Deux petits points qui pèsent lourd
La Programmation pluriannuelles de l'énergie (PPE) prévoit d'atteindre 20,1 GW en solaire en 2023. « Nous n'en sommes qu'à 13,23, constate Frédéric Tuillé, l'un des responsables de l'étude. Il faut donc rester vigilant. » Le retard est encore plus important concernant l'éolien terrestre, lui aussi en butte à de fortes oppositions et divers blocages. Censé atteindre 24,1 GW dans deux ans, il plafonne aujourd'hui à 18,5. « Nous progressons au rythme de 1,5 GW par an. Il en faudrait le double », souligne Frédéric Tuillé.
Des leviers pour stimuler la production
Quant à hydroélectricité, qui affiche une puissance installée de près de 26 GW, elle dispose d'une très faible marge de progrès, avec des projets particulièrement longs à faire aboutir. Intéressante pour ses capacités de stockage, elle pourrait malgré tout se développer encore, si cette qualité était mieux prise en considération et ce service mieux rémunéré, estime Frédéric Tuillé. Entre complexités administratives, accès restreints au foncier et mouvements d'oppositions, de nombreux obstacles persistent pour l'ensemble de ces EnR.
Mais des leviers existent aussi pour doper leur production. Chef de service adjoint EnR à l'Ademe, Stéfan Louillat mise ainsi beaucoup sur éolien en mer. « Nous disposons d'un tel gisement, en France, qu'il conviendrait d'accélérer son industrialisation et l'adaptation des zones portuaires », souligne-t-il. Si aucun parc n'est à ce jour en fonctionnement – le premier devrait être inauguré au large de Saint-Nazaire en fin d'année –, 2,5 GW de projets ont déjà été attribués. L'enjeu sera donc de ne pas prendre trop de retard. « Il faudra aussi réussir le virage des nouvelles attributions et leur réalisation, prévient Frédéric Tuillé. Pour cela, comme pour l'éolien terrestre, il faudra améliorer la visibilité des projets à long terme et préparer le terrain en tenant compte des oppositions. »
Collectivités locales et citoyens en renfort
Autre piste à suivre, encore balbutiante mais très prometteuse, l'implication des acteurs de terrain (collectivités, citoyens, petites entreprises…), dans le lancement et le suivi de projets locaux. Soit par le biais des sociétés d'économie mixte, soit par celui des « communautés d'énergie renouvelable » inscrites dans la loi Énergie-climat de 2019. Selon l'Ademe, l'investissement citoyen représenterait 1 % de la part des ENR. « C'est peu, mais cela signifie que le potentiel est considérable », insiste Stéfan Louillat. Le président d'Observ'Er, lui, en est convaincu : « Les collectivités sont la clé », assure-t-il.

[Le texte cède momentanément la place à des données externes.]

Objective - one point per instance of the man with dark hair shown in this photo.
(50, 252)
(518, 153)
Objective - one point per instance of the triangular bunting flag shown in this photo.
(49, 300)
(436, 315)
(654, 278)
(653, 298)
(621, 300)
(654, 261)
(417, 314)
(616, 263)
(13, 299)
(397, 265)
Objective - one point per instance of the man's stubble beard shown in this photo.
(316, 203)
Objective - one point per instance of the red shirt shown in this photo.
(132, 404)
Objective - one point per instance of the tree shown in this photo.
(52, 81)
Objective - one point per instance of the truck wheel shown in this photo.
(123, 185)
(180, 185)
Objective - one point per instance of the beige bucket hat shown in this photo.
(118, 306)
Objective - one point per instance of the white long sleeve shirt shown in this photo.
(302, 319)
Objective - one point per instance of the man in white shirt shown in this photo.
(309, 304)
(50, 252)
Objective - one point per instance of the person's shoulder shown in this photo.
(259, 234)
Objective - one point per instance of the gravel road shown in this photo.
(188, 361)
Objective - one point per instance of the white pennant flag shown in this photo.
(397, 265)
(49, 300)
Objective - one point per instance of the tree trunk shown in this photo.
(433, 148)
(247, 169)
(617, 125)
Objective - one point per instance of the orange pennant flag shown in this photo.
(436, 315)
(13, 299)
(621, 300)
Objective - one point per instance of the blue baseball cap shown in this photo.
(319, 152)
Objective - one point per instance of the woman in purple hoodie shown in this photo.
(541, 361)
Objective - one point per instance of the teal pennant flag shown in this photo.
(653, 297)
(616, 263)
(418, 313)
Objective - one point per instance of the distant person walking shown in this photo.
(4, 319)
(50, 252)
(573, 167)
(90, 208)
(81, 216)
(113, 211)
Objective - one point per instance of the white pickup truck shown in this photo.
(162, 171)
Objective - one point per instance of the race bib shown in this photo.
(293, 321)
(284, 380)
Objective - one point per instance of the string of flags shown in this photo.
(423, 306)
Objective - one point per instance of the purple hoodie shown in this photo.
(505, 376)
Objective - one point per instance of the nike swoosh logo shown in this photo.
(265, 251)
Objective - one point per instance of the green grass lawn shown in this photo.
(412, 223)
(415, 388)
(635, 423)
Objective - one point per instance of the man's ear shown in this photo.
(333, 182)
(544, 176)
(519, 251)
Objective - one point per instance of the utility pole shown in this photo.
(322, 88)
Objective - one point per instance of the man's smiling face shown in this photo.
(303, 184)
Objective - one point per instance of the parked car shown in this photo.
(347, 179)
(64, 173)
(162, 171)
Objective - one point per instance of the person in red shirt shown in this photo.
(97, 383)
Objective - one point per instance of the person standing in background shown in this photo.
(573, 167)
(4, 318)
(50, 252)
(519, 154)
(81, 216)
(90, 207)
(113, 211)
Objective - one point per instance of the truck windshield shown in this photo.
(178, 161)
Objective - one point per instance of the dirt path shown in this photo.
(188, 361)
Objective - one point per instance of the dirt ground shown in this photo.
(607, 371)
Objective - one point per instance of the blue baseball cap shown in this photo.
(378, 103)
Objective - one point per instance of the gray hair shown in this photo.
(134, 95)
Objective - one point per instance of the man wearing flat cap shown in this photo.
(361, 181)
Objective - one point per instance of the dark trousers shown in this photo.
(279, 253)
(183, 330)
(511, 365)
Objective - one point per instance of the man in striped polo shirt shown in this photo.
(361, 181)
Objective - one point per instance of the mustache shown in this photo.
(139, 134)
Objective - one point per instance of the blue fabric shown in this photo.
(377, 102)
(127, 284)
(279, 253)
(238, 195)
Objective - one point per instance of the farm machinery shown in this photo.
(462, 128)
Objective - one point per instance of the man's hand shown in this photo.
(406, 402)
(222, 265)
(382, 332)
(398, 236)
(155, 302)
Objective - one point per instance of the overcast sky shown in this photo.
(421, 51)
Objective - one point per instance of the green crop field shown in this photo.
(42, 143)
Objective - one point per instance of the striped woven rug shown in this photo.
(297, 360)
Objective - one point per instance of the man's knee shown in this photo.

Ce type de participation est d'ailleurs encouragé par Barbara Pompili, qui annonçait lors des Assises des énergies renouvelables citoyennes, en novembre dernier, un objectif de « 1 000 nouveaux projets à l'horizon 2028 ». À ce jour, on en compte moins de 200. Mais les volontaires pourront désormais s'appuyer sur quelques avancées récentes, comme la bonification tarifaire accordée par la Commission de régulation de l'énergie (CRE) aux porteurs de projets en cas de participation citoyenne, ou l'extension du dispositif de l'obligation d'achat aux installations sur bâtiment ou ombrières de moins de 500 kW.
Ayant noté cette transformation des consommateurs en acteurs, les développeurs en tiennent compte de plus en plus souvent et les associent plus étroitement aux projets. Enfin, signe de la bonne santé et de la compétitivité des EnR : les PPA, ces contrats de vente directe entre exploitants et gros consommateurs sur le long terme sans mécanisme de soutien, se multiplient. Le nouveau Paquet climat-énergie de l'UE, qui aborde la question de la taxation de l'énergie, et son règlement dit « de la répartition de l'effort », qui s'accompagne d'une feuille de route pour chaque État, pourraient également changer la donne en 2022.